Prominent cryptocurrency analyst Willy Woo has provided a detailed breakdown of the structural factors contributing to the recent underperformance of altcoins compared to Bitcoin (BTC). According to Woo, the liquidation processes following the collapse of the FTX exchange created a unique market mechanic that effectively transferred potential gains from retail investors to institutional hedge funds. This cycle of selling and hedging has suppressed the valuation of various digital assets, leaving the broader altcoin market in a sluggish state throughout the 2023-2025 period.
Institutional Hedging and the Solana Impact
The core of the issue lies in how the FTX bankruptcy estate managed its recovered assets, particularly large tranches of Solana (SOL). The liquidation team sold locked tokens at a significant discount—often exceeding 60% of the market price—to specialized hedge funds through private legal agreements. To secure their profits, these funds immediately entered short positions on the futures market to hedge against price volatility.
- Hedge funds acquired locked assets at steep discounts via over-the-counter (OTC) deals.

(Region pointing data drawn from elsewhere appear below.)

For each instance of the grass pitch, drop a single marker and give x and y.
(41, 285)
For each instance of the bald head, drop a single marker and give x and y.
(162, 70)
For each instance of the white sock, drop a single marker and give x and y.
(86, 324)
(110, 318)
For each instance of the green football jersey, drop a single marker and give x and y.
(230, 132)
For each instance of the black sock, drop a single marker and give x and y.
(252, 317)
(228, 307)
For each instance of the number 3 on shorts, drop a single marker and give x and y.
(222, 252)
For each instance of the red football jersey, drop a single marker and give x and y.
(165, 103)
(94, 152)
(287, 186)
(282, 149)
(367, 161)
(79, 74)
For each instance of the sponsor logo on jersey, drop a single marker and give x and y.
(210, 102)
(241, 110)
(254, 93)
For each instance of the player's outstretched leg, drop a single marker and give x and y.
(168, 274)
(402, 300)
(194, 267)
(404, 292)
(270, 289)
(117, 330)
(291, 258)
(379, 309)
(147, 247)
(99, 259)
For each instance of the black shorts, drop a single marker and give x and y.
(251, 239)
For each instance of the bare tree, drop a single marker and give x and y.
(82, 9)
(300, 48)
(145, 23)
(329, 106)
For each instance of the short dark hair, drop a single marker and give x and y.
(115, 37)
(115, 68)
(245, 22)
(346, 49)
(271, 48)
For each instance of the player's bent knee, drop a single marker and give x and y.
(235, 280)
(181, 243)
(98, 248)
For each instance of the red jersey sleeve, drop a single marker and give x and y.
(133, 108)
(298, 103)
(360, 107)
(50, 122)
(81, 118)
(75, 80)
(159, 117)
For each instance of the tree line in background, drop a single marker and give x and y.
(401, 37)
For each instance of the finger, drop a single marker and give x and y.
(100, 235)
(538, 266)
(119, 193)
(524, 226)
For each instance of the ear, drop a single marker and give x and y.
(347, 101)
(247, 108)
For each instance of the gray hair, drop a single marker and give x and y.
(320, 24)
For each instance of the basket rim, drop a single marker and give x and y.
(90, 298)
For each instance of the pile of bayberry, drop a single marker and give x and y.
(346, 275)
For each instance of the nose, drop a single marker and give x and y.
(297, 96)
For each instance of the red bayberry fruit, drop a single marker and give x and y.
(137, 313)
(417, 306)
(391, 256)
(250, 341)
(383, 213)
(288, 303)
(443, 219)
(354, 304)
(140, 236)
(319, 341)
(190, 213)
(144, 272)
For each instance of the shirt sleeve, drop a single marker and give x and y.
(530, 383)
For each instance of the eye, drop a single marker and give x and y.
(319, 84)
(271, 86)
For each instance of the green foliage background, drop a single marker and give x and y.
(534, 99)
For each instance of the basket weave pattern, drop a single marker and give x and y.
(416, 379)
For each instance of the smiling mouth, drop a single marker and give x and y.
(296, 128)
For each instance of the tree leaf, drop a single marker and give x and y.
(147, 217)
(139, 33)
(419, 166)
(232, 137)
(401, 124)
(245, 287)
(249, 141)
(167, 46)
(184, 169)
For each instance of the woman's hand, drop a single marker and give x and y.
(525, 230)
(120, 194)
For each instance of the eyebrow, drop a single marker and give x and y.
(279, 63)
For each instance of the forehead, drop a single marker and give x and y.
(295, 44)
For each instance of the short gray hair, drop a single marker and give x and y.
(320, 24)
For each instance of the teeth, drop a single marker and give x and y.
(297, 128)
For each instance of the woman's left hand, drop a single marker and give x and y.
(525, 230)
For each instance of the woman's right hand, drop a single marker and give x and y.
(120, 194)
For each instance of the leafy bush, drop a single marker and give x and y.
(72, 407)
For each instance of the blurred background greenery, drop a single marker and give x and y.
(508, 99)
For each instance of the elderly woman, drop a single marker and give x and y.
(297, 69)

- Gains were locked in by shorting futures contracts, creating constant downward pressure on spot prices.
- These market-neutral strategies yielded estimated risk-free returns of 70-80% for institutional players.
This mechanism essentially converted the "alpha" or outperformance potential of the projects into guaranteed yields for sophisticated financial entities, rather than allowing value to accrue to the tokens' circulating supply.
Broader Market Implications and the BTC Dominance
Woo noted that the trend extended beyond the FTX estate, as other project founders and foundations began selling locked tokens to hedge funds prematurely. This preemptive distribution allowed insiders and funds to offload risk into the futures market, further stifling price action for most crypto projects. While the altcoin market struggled under this weight, Bitcoin remained relatively insulated from these specific liquidation dynamics, leading to its continued dominance.
This led to sluggish performance for most crypto projects from 2023-2025, while BTC relatively outperformed. The selling pressure related to the next market cycle may have already been released in advance.
The analyst suggests that while this process has been painful for holders of alternative cryptocurrencies, it may have resulted in the "front-loading" of selling pressure. Consequently, the supply overhang that typically occurs during a bull market peak might have already been absorbed. For individual participants, Woo maintains a cautious outlook on the current cycle, suggesting that holding Bitcoin remains the most viable strategy given the current structural disadvantages facing smaller-cap assets.